Karar: Dava, İstanbul, Beykoz İlçesi, ... Köyü, ... Mevkiinde 3194 sayılı İmar Kanununun 40. maddesine aykırılık nedeniyle aynı Kanunun 42. maddesi uyarınca para cezası yerilmesine ilişkin ... günlü, ... sayılı belediye encümeni kararının iptali istemiyle açılmış; İdare Mahkemesince, orman sınırları dışına çıkarılmış mülkiyeti hazineye ait taşınmaz üzerinde yapı yapıldığının tespit edilmesi üzerine, 3194 sayılı Yasanın 40. maddesi uyarınca sözü edilen yapının 7 gün içinde kaldırılması gerektiğine ilişkin 27.5.2002 günlü yazının tebliğ edilmesine karsın mahzurların giderilmediğine ilişkin 11.7.2002 günlü raporun düzenlendiği anlaşıldığından, yapılan tebligata rağmen süresi içinde mahzurların kaldırılmaması nedeniyle verilen para cezasında hukuka aykırılık bulunmadığı gerekçesiyle davanın reddine karar verilmiş, bu karar davacı tarafından temyiz edilmiştir.

3194 sayılı Yasanın 40. maddesinde "Arsalarda, evlerde ve sair yerlerde umumun sağlık ve selametini ihlal eden, şehircilik estetik veya trafik bakımından mahzurlu görülen enkaz veya birikintilerin, gürültü ve duman tevlid eden tesislerin, hususi mecra, lağım, çukur, kuyu, mağara ve benzerlerinin mahzurlarının giderilmesi ve bunların zuhuruna meydan verilmemesinin ilgililerce tebliğ edileceği, tebliğde belirtilen müddet içinde tebliğe riayet edilmediği takdirde belediye veya valilikçe mahzurun giderileceği, masrafın %20 fazlasıyla arsa sahibinden alınacağı veya mahzur tevlit edenlerin faaliyetinin durdurulacağı, anılan Yasanın 42. maddesinde de, 40. madde belirtilen yükümlülükleri yerine getirmeyenlere para cezası verileceği hükme bağlanmıştır.

Dosyanın incelenmesinden, uyuşmazlık konusu taşınmazda 3194 sayılı Yasa'nın 40. maddesine göre aykırılıkların olduğunun tespit edildiğinden bahisle 27.5.2002 günlü, ... sayılı yazıyla aykırılıkların giderilmesi için 7 gün süre verildiği, 12.7.2002 günlü raporda da verilen süre içinde aykırılıkların giderilmediğinin belirtildiği, ardından dava konusu işlemle mahzurların giderilmediğinden bahisle anılan Yasa'nın 42. maddesi uyarınca para cezası verildiği anlaşılmaktadır.

Yukarıda yeralan Yasa hükmünde; umumun sağlık ve selametini ihlal eden şehircilik estetik veya trafik bakımından mahzurlu görülen enkaz veya birikintilerin kaldırılması öngörüldüğünden, mahallinde düzenlenen tutanakta bu mahzurların neler olduğunun açıkça ortaya konulması gerekmektedir.
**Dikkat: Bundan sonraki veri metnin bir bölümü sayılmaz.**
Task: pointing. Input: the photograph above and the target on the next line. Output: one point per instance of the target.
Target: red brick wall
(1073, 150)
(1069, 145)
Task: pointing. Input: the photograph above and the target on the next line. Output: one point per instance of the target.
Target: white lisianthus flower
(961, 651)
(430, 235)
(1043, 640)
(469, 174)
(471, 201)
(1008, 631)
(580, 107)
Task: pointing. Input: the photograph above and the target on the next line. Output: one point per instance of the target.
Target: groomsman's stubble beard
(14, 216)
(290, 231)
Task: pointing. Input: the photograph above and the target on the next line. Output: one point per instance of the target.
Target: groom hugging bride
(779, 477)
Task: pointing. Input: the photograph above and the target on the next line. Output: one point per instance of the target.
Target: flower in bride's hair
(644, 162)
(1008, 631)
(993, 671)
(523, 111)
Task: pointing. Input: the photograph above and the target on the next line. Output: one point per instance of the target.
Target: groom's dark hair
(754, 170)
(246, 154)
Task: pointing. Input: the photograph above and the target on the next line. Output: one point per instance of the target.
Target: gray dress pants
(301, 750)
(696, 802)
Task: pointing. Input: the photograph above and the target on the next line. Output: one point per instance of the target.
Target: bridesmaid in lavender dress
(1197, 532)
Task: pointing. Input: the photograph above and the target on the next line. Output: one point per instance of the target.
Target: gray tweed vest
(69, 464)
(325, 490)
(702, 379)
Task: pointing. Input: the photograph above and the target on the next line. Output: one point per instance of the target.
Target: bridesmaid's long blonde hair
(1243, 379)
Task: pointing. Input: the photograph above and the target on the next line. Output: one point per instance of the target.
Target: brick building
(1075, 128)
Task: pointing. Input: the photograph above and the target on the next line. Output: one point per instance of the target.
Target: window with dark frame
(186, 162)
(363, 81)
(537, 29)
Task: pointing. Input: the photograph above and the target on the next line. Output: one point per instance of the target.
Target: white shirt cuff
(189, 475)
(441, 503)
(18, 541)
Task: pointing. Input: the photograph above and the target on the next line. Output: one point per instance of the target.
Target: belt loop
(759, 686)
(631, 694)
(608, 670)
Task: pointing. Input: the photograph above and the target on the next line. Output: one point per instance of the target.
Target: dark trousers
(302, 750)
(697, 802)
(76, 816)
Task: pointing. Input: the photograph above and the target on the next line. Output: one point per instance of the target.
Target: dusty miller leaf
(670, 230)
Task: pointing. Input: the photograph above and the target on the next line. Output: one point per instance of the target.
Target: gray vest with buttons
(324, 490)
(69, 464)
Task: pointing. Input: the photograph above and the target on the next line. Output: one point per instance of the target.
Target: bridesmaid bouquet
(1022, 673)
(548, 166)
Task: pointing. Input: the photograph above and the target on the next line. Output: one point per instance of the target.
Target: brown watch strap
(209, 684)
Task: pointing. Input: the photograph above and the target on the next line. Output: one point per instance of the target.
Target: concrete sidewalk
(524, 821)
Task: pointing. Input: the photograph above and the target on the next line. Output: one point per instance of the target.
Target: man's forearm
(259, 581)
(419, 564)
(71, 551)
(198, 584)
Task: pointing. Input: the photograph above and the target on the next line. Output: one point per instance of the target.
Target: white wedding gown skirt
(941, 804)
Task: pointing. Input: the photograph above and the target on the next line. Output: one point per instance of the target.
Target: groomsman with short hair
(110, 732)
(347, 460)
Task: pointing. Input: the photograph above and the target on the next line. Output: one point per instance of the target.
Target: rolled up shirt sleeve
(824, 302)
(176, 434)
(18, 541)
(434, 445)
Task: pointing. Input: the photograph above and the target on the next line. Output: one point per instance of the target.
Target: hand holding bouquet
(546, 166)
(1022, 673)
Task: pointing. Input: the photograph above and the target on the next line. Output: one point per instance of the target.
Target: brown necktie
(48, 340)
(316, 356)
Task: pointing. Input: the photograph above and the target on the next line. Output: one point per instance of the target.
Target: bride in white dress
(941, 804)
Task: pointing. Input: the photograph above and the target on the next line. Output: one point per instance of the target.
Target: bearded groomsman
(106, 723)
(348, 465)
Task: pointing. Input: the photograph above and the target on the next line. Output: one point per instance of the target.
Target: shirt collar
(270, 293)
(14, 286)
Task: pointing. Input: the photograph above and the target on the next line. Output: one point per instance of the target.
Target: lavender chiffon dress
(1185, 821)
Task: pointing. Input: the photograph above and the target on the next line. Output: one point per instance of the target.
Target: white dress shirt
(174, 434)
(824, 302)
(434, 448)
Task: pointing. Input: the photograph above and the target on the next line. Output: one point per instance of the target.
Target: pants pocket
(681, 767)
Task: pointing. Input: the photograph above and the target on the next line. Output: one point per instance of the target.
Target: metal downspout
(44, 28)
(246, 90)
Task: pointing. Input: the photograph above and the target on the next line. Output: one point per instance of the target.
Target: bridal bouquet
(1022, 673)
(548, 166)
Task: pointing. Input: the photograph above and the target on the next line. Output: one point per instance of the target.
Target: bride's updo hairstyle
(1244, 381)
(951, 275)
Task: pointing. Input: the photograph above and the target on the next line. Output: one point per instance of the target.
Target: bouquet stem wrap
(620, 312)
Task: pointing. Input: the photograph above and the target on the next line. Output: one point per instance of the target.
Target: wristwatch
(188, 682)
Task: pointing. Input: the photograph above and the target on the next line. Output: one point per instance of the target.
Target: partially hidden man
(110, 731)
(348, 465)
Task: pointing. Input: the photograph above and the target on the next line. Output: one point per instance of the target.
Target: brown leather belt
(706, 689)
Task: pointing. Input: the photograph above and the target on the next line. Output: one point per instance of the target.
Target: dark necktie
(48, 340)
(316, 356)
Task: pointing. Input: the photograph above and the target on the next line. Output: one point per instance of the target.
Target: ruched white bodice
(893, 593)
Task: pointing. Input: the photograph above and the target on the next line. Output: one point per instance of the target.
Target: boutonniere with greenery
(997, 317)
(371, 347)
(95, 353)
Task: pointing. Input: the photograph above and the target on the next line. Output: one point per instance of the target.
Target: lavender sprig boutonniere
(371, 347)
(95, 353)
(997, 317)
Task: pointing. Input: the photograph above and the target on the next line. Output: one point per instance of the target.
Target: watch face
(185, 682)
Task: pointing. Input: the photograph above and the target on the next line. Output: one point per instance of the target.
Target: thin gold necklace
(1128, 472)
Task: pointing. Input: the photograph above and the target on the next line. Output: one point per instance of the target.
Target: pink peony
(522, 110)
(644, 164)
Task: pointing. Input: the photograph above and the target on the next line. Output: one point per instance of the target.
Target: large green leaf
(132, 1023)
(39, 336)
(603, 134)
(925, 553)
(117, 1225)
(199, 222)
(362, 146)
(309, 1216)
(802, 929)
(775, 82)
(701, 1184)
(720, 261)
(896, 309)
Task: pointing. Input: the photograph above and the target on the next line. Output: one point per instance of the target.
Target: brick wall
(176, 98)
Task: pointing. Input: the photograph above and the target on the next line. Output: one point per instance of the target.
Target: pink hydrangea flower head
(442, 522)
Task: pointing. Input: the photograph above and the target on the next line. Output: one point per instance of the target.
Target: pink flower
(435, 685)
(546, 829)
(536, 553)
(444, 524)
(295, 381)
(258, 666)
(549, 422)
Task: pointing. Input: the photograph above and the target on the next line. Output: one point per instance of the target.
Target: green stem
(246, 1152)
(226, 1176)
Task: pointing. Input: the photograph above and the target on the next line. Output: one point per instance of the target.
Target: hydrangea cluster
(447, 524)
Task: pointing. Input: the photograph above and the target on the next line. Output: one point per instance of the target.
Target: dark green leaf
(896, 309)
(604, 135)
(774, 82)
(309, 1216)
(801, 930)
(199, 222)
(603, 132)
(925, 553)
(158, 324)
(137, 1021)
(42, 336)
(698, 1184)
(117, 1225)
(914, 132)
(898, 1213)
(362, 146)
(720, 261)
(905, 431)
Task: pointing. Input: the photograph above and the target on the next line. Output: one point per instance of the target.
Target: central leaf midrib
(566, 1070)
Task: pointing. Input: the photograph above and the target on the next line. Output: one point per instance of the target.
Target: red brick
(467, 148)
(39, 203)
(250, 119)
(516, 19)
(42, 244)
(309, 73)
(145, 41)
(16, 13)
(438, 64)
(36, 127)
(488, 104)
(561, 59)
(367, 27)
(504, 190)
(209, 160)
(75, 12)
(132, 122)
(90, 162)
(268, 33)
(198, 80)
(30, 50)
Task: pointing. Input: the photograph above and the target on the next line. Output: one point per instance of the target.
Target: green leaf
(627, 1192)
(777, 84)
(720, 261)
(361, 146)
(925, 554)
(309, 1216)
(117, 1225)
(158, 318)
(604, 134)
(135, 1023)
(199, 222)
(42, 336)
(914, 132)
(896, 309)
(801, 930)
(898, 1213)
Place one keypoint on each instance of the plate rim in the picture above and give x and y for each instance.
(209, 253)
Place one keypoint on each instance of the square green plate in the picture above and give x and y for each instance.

Böylece ilgililerden 7 gün içinde bu mahzurların giderilmesi beklenebilir.

Dava konusu olayda ise, ne işleme esas olan 12.7.2002 günlü raporda, ne de mahzurların giderilmesi için süre tanınan 27.5.2002 günlü, ... sayılı yazıda, anılan yerdeki hangi durumun 3194 sayılı Yasa'nın 40. maddesi kapsamında değerlendirildiği belirtilmediğinden, bu mahzurların giderilip giderilmediği saptanamamıştır.

Bu durumda, usulüne uygun bir tutanakla aykırılıklar açıkça ortaya konulmadan, bu aykırılıkların giderilmediğinden bahisle verilen para cezasında mevzuata uyarlık bulunmadığından, aksi yöndeki İdare Mahkemesi kararında yasal isabet görülmemiştir.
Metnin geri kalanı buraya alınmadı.